Une seule calotte vous manque et le cours est dépeuplé. C’est ce qui vient de se produire à l’Université israélienne de Bar-Ilan. Non-événement ? Peut-être. Mais un bien beau sujet de controverse tout de même.
Nous sommes loin d’être les seuls à le pratiquer mais, dans l’art de l’ergotage, nous, les Juifs, comptons tout de même parmi les meilleurs. Après tout, c’est nous qui, il y a cinq siècles, avons inventé le concept même du « raisonnement poivré » (« pilpoul »), non ?
Si vous aimez ça -et qui ne l’aime pas ?- voici un sujet idéal pour vous : au début de ce mois à l’Université de Bar-Ilan, près de Tel-Aviv, un professeur a expulsé un étudiant qui refusait de porter une kippa durant son cours de Talmud*.
Indignation de nombreux étudiants: halte à la coercition religieuse ! Riposte courroucée des collègues du professeur : On met une calotte quand on étudie les textes sacrés. Simple question respect.
A suivi une intervention du rectorat de l’établissement rappelant que… Stop. Pause. Temps mort, remettons l’incident (le drame… le scandale…) dans son contexte. Bar-Ilan est le plus grand établissement universitaire d’Israël après l’Université hébraïque de Jérusalem.
Il compte huit facultés, 1.400 enseignants et 27.000 étudiants. C’est aussi l’un des plus prestigieux. Bar-Ilan est lauréat du « Prix Israël » 2007 et est bien placé dans les classements mondiaux des universités (son école de commerce est particulièrement renommée).
L’Université a aussi cette spécificité d’avoir été fondée en 1955 par le mouvement Mizrahi, l’une des branches du sionisme religieux. Au-delà de ses dérives ultra-nationalistes actuelles, ce mouvement a toujours revendiqué une certaine ouverture au monde.

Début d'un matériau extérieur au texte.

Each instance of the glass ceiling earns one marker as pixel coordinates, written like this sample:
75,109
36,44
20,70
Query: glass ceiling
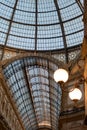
41,24
36,94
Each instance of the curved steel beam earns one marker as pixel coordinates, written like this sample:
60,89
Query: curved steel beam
9,27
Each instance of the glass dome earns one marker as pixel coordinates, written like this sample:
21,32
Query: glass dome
41,25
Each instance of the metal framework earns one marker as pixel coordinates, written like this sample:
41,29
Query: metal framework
37,96
41,26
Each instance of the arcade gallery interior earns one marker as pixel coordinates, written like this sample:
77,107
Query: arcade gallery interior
43,64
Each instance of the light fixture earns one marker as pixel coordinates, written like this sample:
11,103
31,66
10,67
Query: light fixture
61,76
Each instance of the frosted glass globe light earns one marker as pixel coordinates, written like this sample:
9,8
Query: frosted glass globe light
61,75
75,95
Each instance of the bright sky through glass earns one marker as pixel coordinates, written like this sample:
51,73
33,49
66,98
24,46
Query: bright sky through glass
49,34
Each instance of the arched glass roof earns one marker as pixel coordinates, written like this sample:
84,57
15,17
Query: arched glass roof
41,24
36,94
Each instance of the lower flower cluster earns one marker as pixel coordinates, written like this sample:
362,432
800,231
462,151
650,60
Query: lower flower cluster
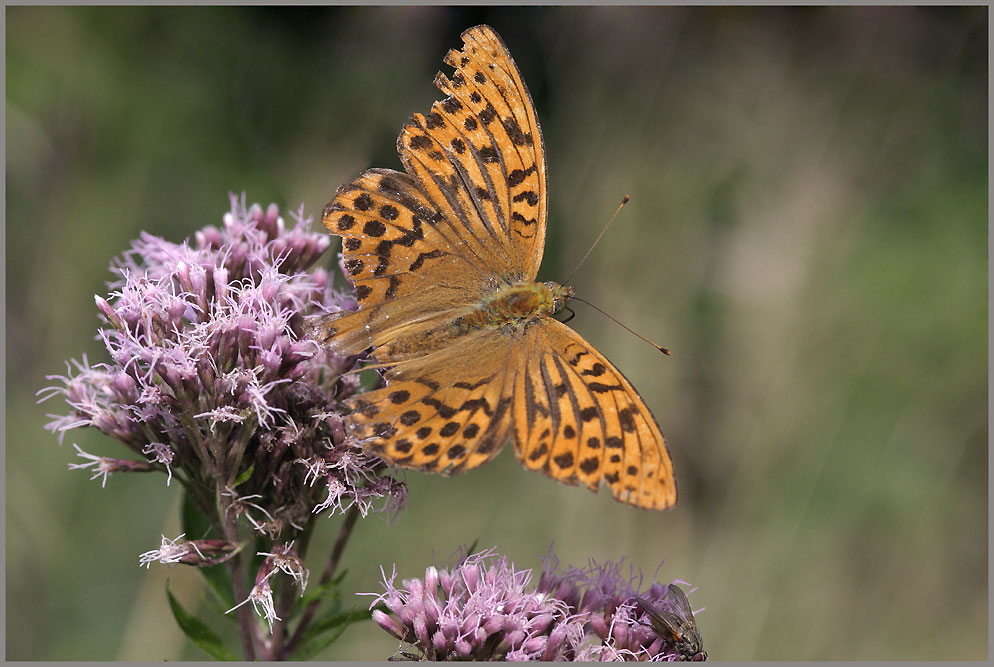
485,609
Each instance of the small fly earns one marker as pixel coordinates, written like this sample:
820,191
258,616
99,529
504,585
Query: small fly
679,627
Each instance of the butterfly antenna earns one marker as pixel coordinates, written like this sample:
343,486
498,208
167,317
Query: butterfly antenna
566,282
622,324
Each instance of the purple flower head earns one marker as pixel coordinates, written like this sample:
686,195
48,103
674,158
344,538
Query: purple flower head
211,379
485,609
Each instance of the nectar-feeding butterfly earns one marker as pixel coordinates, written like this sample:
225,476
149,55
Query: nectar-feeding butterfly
443,259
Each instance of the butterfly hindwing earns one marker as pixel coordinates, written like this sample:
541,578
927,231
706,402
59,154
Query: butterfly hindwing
442,259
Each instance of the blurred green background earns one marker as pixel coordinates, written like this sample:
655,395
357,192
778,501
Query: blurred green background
808,234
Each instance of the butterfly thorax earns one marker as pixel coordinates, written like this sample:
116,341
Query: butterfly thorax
511,308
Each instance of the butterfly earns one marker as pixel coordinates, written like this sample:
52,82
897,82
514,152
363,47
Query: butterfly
678,627
443,258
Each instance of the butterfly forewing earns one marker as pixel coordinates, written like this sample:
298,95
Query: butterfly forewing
678,626
479,155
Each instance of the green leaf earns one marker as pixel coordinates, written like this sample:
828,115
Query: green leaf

A l’inverse des organisations ultra-orthodoxes, repliées sur l’étude littérale des textes, Bar-Ilan, par exemple, s’est donnée comme mission, outre l’étude de l’éthique juive, de créer des ponts entre les études de la torah et celles de la modernité.

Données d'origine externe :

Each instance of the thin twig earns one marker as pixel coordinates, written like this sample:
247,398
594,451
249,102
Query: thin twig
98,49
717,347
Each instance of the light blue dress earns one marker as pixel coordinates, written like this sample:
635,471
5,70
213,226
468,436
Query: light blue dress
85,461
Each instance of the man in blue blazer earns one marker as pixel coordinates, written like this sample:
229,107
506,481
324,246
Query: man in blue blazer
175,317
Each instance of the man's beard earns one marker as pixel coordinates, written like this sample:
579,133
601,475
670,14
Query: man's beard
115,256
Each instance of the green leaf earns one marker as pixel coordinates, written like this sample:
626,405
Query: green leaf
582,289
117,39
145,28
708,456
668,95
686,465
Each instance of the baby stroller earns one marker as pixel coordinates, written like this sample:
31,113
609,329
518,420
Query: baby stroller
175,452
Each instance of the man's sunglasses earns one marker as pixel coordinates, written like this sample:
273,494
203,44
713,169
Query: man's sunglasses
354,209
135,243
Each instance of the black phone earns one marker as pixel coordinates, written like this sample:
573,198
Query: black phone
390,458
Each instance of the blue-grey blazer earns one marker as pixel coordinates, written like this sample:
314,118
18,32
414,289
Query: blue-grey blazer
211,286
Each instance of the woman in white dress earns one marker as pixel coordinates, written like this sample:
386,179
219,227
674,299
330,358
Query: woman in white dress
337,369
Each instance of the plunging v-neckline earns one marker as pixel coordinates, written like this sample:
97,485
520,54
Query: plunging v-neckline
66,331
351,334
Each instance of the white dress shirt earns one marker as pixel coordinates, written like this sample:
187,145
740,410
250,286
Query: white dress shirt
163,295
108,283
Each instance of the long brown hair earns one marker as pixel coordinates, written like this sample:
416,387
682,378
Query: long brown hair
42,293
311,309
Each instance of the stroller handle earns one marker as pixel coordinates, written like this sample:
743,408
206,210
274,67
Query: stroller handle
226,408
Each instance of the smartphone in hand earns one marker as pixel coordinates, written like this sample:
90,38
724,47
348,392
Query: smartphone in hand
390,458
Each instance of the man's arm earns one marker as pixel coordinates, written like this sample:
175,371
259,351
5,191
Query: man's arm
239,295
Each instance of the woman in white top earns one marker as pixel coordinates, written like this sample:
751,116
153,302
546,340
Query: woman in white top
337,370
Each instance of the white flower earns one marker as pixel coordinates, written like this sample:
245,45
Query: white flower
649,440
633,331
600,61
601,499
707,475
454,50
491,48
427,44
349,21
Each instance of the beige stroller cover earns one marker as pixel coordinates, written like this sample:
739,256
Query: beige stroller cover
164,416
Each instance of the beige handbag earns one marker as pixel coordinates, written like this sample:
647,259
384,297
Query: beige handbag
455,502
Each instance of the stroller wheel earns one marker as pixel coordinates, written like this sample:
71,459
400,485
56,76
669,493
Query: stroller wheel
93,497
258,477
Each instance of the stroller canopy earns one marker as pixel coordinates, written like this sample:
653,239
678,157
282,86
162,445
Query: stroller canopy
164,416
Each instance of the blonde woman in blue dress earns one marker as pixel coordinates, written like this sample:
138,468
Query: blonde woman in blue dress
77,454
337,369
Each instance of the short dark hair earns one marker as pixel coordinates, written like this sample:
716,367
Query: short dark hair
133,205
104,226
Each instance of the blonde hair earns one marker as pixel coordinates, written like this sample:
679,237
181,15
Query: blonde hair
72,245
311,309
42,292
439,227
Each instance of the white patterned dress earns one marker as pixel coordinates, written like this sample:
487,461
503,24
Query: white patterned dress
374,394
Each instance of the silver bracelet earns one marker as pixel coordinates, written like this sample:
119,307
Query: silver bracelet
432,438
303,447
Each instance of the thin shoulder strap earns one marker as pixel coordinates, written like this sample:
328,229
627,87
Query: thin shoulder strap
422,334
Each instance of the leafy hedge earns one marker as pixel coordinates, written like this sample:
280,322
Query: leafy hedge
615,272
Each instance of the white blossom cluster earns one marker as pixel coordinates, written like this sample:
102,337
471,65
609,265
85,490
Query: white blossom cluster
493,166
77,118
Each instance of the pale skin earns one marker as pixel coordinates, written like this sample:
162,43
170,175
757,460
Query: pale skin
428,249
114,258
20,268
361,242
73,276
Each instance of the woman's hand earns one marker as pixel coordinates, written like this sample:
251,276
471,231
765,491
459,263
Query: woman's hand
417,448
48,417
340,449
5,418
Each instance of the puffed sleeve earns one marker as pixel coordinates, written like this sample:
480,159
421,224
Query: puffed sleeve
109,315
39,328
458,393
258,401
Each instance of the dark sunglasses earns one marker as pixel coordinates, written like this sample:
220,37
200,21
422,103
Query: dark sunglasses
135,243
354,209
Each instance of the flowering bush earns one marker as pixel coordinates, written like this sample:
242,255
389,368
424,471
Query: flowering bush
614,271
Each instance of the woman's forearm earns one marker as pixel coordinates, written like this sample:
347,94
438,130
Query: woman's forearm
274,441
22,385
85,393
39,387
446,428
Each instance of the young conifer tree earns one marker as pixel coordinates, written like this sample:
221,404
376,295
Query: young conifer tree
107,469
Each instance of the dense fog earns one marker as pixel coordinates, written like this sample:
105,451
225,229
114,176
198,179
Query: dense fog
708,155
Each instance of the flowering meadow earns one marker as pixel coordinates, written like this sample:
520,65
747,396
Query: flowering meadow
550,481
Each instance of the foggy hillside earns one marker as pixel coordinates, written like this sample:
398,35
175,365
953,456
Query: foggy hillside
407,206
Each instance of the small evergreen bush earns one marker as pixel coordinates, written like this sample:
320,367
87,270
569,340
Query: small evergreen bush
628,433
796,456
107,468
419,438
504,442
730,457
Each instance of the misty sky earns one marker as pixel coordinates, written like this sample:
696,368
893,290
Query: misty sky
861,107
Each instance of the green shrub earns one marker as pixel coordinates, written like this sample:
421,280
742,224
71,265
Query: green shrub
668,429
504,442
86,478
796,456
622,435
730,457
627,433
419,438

De nos jours, même si les religieux y sont encore majoritaires, on trouve tant chez les enseignants que les étudiants nombre de Juifs laïques que de non-Juifs, y compris des Arabes, musulmans ou chrétiens.
Au fil du temps, l’obligation faite aux étudiants juifs d’avoir la tête couverte a aussi disparu. A l’exception des cours portant sur le judaïsme. Là, les élèves s’engagent lors de l’inscription à porter un couvre-chef.
Dans son communiqué, le rectorat explique que cette obligation a pour but « d’honorer la tradition juive et les valeurs de l’institution ». Il précise que cette question s’est déjà posée et que l’Université a cherché un cursus dans lequel les élèves concernés ne suivent que des cours où la calotte n’est pas obligatoire.
A ce niveau, l’argument des dirigeants de Bar-Ilan a un côté jésuite, si l’on ose écrire : pour obtenir son diplôme, un étudiant doit obligatoirement suivre au moins sept cours portant sur le judaïsme…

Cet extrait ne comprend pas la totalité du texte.